2. Ascertaining the differences between the prior art and the claims at issue.
3. Resolving the level of ordinary skill in the pertinent art.
4. Considering objective evidence present in the application indicating obviousness or nonobviousness.
Claims 1-14 are rejected under 35 U.S.C. 103 as being unpatentable over Rohrkemper (Pub. No.: US 2023/0061280 A1) in view of Figura (Pat. No.: US 9,959,734 B1).
Regarding claim 1, Rohrkemper teaches a method for managing alarms in a distributed control system (Abstract, Fig. 1, root cause analysis system and method for a distributed system), the method comprising:
monitoring at least one process parameter (Fig. 1, para [0045], “The deterministic ML model 114 receives a set of time-series data 113 and generates operational results 117 based on the set of time-series data 113. For example, the deterministic ML model 114 may monitor, in real-time, signals from sensors monitoring a system.”. The analysis platform 110 receives and monitors the time-series data set from sensors); and
determining by an AI based alarm control system before the alarm is activated at least one predicted alarm information, which comprises information about whether the alarm threshold will be exceeded (para [0072], “For example, the system may generate a text output based on an early detection of a fault in a cooling component of a server facility by the deterministic ML model as follows: “A data outage fault is predicted for [server A] due to a [failure] of the [cooling component B]. [Sensors X, Y, and Z] indicate [cooling component B] is operating [near operational parameters] [and is likely to fail]. Recommend replacement of [cooling component B].” In such an example, information contained in the brackets may be generated based on the abductive model identifying the root cause of the predicted fault.”).

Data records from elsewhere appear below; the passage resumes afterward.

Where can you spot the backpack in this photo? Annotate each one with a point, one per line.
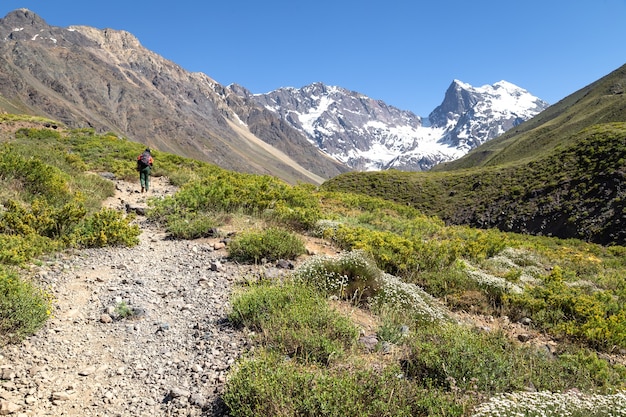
(143, 160)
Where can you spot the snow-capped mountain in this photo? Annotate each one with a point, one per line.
(367, 134)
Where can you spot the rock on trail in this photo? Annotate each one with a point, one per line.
(170, 357)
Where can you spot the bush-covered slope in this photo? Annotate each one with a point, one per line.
(410, 274)
(576, 190)
(603, 101)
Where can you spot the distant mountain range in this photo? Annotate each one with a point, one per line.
(105, 80)
(561, 173)
(368, 134)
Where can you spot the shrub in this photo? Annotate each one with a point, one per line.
(272, 386)
(107, 228)
(24, 308)
(349, 276)
(271, 244)
(294, 320)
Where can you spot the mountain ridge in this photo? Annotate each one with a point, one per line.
(106, 80)
(368, 134)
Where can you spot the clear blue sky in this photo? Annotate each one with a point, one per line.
(404, 52)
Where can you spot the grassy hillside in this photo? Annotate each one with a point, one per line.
(574, 191)
(603, 101)
(558, 174)
(419, 282)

Rohrkemper teaches the predictive model outputs a warning before the sensors or server fails or exceeds a threshold (para [0061]) but fails to expressly teach activating an alarm when the process parameter exceeds an alarm threshold; and deactivating an alarm when the process parameter no longer exceeds the alarm threshold;
However, in the same field of predictive system, Figura teaches the activation of an alarm if the sensor parameter exceeds a threshold and deactivates the alarm if the parameter falls below the threshold. Abstract “A predictive shock alert warning system (SA) installed adjacent a body of water and monitoring a voltage level present in the water to alert persons in or about the water the water when the level is approaching, or reaches or exceeds a threshold that will produce a dangerous shock to a person. The system comprises a plurality of probes (1-3) placed in the water, each probe monitoring the voltage level in a zone (Z1-Z3) of water surrounding the probe and producing an output representing the voltage level for the respective zone in which the sensor is placed. An apparatus (100) processes the respective signals from each probe and triggers an alarm (13) when a voltage approaches, reaches or exceeds the danger voltage level.” and Col. 6 line 67 – Col. 7 line 5, “Once the signals processed by microcontroller 10 indicate that the sensed voltage level in a zone has fallen below the established threshold and that a dangerous condition no longer exists, microcontroller 10 will deactivate the various a006udio and visual alarms.”.

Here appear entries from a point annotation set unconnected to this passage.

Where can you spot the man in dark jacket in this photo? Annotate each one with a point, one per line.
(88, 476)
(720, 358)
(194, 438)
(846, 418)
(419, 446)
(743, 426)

Therefore, it would have been obvious to a person having ordinary skill in the art before the effective filing date of the claimed inventio to modify Rohrkemper’s system to activate an alarm if the sensor or server fails and to deactivates the alarm if the sensor or server is working normally to provide accurate notification.
Regarding claim 2, Rohrkemper in the combination teaches the method according to claim 1, further comprising providing the predicted alarm information to a user before the alarm is activated (para [0061], “In one or more embodiments, the deterministic ML model generates operational results indicating a future fault state of one or more components in a target system even before time-series signals cross threshold operating values.” and para [0072]. The prediction is generated before the sensor cross threshold values or fails.).
Regarding claim 3, Rohrkemper in the combination teaches the method according to claim 1, further comprising:
determining by the AI based alarm control system at least one control parameter of the distributed control system that is adaptable to reduce a likelihood that the alarm threshold will be exceeded, and
providing at least one control parameter information to the user;
wherein the control parameter information comprises information about the control parameter; and/or
wherein the control parameter information comprises information about at least one suitable adaption of the control parameter to reduce the likelihood that the alarm threshold will be exceeded (Fig. 3, step 341 and para [0072], “For example, the system may generate a text output based on an early detection of a fault in a cooling component of a server facility by the deterministic ML model as follows: “A data outage fault is predicted for [server A] due to a [failure] of the [cooling component B]. [Sensors X, Y, and Z] indicate [cooling component B] is operating [near operational parameters] [and is likely to fail]. Recommend replacement of [cooling component B].” In such an example, information contained in the brackets may be generated based on the abductive model identifying the root cause of the predicted fault.”. The prediction determines the cooling component will cause failure of the server because the operating temperature is near threshold. The predication also provides a recommendation to replace the cooling component to reduce server failure in the future.).
Regarding claim 4, Rohrkemper in view of Figura teaches the method according to claim 3, further comprising providing at least one alarm information to the user when the alarm is activated, wherein the alarm information and the predicted alarm information are provided together or separately to a user (Rohrkemper teaches indication of possible failure of a sensor or server before the actual occurrence of the failure and Figura teaches the activation of alarm after the occurrence. Therefore, the predication alarm and the actual alarm occur at separate time.).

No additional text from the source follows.